As well as several other side points.
In January, Microsoft, GitHub, and OpenAI had filed motions to dismiss the plaintiffs’ complaint. In March, the plaintiffs filed an opposition to these motions to dismiss. In May, the lawsuit was finally allowed to proceed. Of particular significance, the court completely rejected the defendants’ efforts to dismiss two of the plaintiffs’ most important claims, namely infringement of open source licenses and removal of copyright management information.
This lawsuit is particularly interesting because it is one of the first to explore the legal limits of current artificial intelligence, which uses available information for training and creates some sort of composite of that material. If the lawsuit is successful, it could decrease speed on the development of such software.
Summary
Tools based on artificial intelligence can efficiently produce high-quality code. The way in which the Copilot system in particular has been trained and the output of code it creates has raised questions. There is a controversial discussion on this, and the lawsuit is based on this.

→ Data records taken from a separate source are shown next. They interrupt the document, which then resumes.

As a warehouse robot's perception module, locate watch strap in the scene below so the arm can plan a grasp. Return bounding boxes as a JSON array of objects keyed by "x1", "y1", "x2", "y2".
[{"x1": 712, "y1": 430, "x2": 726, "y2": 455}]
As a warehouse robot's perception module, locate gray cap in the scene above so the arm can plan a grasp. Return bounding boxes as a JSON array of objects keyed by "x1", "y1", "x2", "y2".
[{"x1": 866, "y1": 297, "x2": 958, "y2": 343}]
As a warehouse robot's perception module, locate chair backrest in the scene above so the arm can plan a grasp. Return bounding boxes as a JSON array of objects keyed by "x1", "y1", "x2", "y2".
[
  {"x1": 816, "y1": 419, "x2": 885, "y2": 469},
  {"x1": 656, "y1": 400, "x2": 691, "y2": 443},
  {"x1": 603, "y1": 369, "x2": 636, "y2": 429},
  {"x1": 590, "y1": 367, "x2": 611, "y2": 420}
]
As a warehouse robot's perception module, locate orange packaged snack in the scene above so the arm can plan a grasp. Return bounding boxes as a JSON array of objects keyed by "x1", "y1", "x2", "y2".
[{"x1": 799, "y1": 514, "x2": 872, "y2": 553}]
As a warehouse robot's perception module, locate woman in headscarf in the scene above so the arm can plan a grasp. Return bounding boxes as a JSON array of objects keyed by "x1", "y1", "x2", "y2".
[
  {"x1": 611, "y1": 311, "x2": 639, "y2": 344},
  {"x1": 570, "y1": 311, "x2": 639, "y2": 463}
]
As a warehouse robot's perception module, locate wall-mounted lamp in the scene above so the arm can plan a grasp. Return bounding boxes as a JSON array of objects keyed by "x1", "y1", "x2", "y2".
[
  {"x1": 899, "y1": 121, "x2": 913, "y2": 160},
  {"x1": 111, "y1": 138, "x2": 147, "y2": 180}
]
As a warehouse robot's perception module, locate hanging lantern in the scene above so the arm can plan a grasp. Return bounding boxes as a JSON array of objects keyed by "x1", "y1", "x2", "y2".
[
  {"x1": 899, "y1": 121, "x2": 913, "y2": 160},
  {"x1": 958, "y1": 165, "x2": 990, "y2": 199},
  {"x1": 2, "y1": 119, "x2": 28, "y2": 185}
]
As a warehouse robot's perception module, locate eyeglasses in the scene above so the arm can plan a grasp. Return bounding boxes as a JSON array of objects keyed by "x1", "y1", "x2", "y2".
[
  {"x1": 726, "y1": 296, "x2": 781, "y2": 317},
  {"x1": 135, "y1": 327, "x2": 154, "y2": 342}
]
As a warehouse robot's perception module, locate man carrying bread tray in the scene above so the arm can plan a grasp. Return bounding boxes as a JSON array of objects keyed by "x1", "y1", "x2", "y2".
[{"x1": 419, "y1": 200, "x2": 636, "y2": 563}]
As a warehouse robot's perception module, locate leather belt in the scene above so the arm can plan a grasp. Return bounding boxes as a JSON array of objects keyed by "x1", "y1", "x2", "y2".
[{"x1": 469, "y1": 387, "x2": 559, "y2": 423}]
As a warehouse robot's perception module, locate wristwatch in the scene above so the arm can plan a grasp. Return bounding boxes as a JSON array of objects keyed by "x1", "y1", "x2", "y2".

Copilot defends itself with the argument that the developer are responsible for functionality, security and compliance of the code.
The whole topic is incredibly exciting because it generally raises the question: How and with what data may an artificial intelligence be trained? This may have implications for the development of future AI systems.
Ultimately, the work of software developers will change seriously in the future due to the use of AI: AI will take over and accelerate some tasks of SW development.